SHANGHAI — Foreign broadcasters may be happy at new landing rights in China’s Guangdong Province, but local TV stations are suffering as their audience share drops.
Now five TV and radio stations are banding together to strengthen the industry and woo back viewers.
Local media sources report that Guangdong Television, Nanfang Television, Guangdong Cable Network, Guangdong Radio and a satellite broadcasting company will be controlled by the new Guangdong Radio, Film and Television Group, due to be established by the end of this year.
GRFT will report to the provincial wing of the government broadcast body, the State Administration of Radio, Film and Television. Its head honcho has yet to be announced.

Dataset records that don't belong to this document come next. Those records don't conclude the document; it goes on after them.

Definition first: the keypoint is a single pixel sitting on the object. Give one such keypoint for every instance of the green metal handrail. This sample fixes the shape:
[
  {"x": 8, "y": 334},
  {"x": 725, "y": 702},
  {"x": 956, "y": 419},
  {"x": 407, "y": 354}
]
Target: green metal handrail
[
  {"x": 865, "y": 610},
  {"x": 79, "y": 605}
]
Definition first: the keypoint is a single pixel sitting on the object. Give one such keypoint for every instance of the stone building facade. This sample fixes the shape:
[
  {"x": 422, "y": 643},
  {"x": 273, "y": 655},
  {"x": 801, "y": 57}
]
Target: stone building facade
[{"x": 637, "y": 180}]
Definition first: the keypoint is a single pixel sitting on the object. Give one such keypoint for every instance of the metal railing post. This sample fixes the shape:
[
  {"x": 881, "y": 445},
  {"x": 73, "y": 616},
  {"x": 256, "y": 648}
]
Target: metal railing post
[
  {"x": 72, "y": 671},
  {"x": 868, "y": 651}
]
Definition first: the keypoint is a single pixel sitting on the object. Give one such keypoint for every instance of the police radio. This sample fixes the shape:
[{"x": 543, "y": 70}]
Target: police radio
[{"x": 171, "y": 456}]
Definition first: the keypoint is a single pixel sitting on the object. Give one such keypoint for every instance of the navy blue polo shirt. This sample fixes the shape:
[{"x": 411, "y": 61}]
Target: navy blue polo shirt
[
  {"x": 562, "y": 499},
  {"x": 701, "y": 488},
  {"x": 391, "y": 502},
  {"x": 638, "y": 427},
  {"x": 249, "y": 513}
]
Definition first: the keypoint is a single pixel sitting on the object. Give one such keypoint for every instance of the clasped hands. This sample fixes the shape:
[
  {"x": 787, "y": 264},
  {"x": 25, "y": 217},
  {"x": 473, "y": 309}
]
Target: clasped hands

The change is aimed at improving management, bolstering revenue and cutting costs. Guangzhou Television has been restructuring since last year, when new director Li Jinyuan took over. Li has reportedly based his reforms on the cost structures used by foreign broadcasters. It is estimated that the station could lose up to half of its 1,200 employees.
China’s media has changed radically during the last decade, with many TV and radio stations now part of giant regional congloms.
Several thousand TV channels were pared down to around 300 at the end of the 1990s, and new media groups have emerged in the last couple of years.
The biggest, Shanghai Media and Entertainment Group, was formed in 2001 and has interests in television, radio, cable, sports, theater and property.
Guangdong’s domestic broadcasters have been losing ground to broadcasters from Hong Kong and abroad since landing rights were granted to overseas channels.
The Pearl River Delta, an area of Guangdong that borders Hong Kong, is the only area in China where foreign broadcasters — including News Corp., Phoenix and AOL Time Warner — are allowed direct access to local viewers via cable.
Elsewhere, foreign signals are restricted to satellite, which is legally available only in high-end hotels and foreign residential compounds.